I love to make my own chicken, turkey and beef stocks, but I've never been fond of making fish stock from scratch — or, should I say, from scraps. Good commercial fish stock isn't easy to find, unless you're lucky enough to live near a fish market that makes and sells its own (I don't). I make mock stock by combining one part clam juice with two parts homemade or low-sodium storebought chicken stock, and simmering the mixture with some shrimp shells (save the shells in the freezer whenever you're peeling shrimp for another recipe). Let simmer for 20 minutes, uncovered, and voila! — a good substitute for fish stock.
On the East Coast, clam juice makes the best chowdah. On the West Coast, and sometimes in our East Coast kitchens, it makes the best cioppino.

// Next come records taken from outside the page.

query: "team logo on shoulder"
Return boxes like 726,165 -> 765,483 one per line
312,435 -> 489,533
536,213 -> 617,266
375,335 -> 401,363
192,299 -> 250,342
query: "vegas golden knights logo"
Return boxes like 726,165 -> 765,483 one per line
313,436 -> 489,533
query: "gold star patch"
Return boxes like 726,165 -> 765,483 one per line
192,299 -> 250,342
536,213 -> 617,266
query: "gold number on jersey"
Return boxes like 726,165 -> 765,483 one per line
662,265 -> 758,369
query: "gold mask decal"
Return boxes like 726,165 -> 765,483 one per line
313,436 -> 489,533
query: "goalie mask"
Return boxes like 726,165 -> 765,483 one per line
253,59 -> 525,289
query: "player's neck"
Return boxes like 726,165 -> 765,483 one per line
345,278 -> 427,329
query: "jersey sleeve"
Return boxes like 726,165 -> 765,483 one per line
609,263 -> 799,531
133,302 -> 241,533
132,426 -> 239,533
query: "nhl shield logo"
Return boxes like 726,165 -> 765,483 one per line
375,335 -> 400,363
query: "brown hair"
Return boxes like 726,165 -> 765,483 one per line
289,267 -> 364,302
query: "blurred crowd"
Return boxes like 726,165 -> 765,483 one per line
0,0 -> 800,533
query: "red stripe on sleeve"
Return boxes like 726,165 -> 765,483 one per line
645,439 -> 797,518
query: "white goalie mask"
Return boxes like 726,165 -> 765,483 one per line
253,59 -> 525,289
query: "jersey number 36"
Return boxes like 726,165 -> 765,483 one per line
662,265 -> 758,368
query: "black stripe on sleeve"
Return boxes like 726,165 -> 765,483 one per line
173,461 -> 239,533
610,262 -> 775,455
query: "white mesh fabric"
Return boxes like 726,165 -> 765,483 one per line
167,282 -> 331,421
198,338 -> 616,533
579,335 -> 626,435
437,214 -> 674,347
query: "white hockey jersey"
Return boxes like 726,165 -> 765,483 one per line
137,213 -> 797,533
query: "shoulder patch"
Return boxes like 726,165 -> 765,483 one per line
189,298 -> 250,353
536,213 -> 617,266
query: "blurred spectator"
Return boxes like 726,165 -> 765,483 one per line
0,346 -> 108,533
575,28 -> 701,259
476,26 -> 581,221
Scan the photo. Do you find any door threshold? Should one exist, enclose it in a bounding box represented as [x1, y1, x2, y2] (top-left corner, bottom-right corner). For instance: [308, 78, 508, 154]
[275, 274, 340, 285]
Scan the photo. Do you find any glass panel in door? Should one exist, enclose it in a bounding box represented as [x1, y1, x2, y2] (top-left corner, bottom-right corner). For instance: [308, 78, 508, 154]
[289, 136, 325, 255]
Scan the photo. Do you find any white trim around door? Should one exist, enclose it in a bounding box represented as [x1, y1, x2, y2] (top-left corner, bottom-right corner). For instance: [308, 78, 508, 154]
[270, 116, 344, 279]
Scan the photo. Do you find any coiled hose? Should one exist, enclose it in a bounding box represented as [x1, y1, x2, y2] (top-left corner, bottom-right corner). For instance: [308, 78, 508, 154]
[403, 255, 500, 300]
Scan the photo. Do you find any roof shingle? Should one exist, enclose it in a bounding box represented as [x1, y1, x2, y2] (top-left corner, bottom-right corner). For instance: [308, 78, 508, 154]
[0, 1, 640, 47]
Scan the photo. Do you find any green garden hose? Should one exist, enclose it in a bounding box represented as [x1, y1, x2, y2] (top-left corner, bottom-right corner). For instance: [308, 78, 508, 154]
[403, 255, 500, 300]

You can make the soup base ahead and freeze it. For a quick any-time dinner, reheat the soup base, add shellfish and fish, and your cioppino will be ready in 10 minutes. Adapted from Giada DeLaurentiis' Everyday Italian. Serves 6.
3 Tbsp olive oil
1 large fennel bulb, thinly sliced
1 onion, chopped
3 large shallots, chopped
2 teaspoons kosher salt, or less to taste
4 large garlic cloves, finely chopped
1/2 tsp dried crushed red pepper flakes, or more to taste
1/4 cup tomato paste
1 28-ounce can diced tomatoes in juice
1-1/2 cups dry white wine
5 cups fish stock, or part bottled clam juice and part chicken broth*
1 bay leaf
1 lb littleneck or manila (or other small size) clams, scrubbed
1 lb mussels, scrubbed, debearded , OR l lb dry sea scallops
1 lb uncooked "large" shrimp (26-30 size), peeled and deveined
1/2 lb halibut or mako shark, cut into 2-inch chunks
1/2 lb cod (the thick loin), cut into 2-inch chunks
1/2 lb salmon (skinless fillet), cut into 2-inch chunks
Rough-chopped flat-leaf parsley, for garnish (optional)
Heat the oil in a very large nonreactive stockpot over medium heat. Add the fennel, onion, shallots, and salt, and sauté until the onion is translucent, about 10 minutes. Add the garlic and red pepper flakes, and sauté 2 minutes. Stir in the tomato paste, tomatoes with their juices, wine, fish stock* and bay leaf. Cover, and raise the heat just until the soup comes to a low boil. Reduce the heat to medium-low. Cover and simmer until the flavors blend, about 30 minutes. (Can be made ahead up to this point; refrigerate or freeze.)
Add the clams** and mussels to the cooking liquid. Cover and cook until the clams and mussels begin to open, about 5 minutes. Add the shrimp and fish. Simmer gently until the fish and shrimp are just cooked through, and the clams are completely open, stirring gently, about 5 minutes longer (discard any clams and mussels that do not open). Season the soup to taste, with more salt (if needed, but probably won’t be) and red pepper flakes (ditto!). Top with parsley. Ladle the soup into bowls, add some giant homemade croutons, and serve.
*To make your own quick fish stock, simmer 16 oz. bottled clam juice, 1 quart low-sodium chicken stock, and the shrimp shells in a small sauce pan for 15-20 minutes. Strain out the shells.
**NOTE: if using littlenecks, put them into the broth after the broth has been cooking for 15 minutes. Littlenecks take much longer to cook than manila clams, so you’ll need to give them a head start.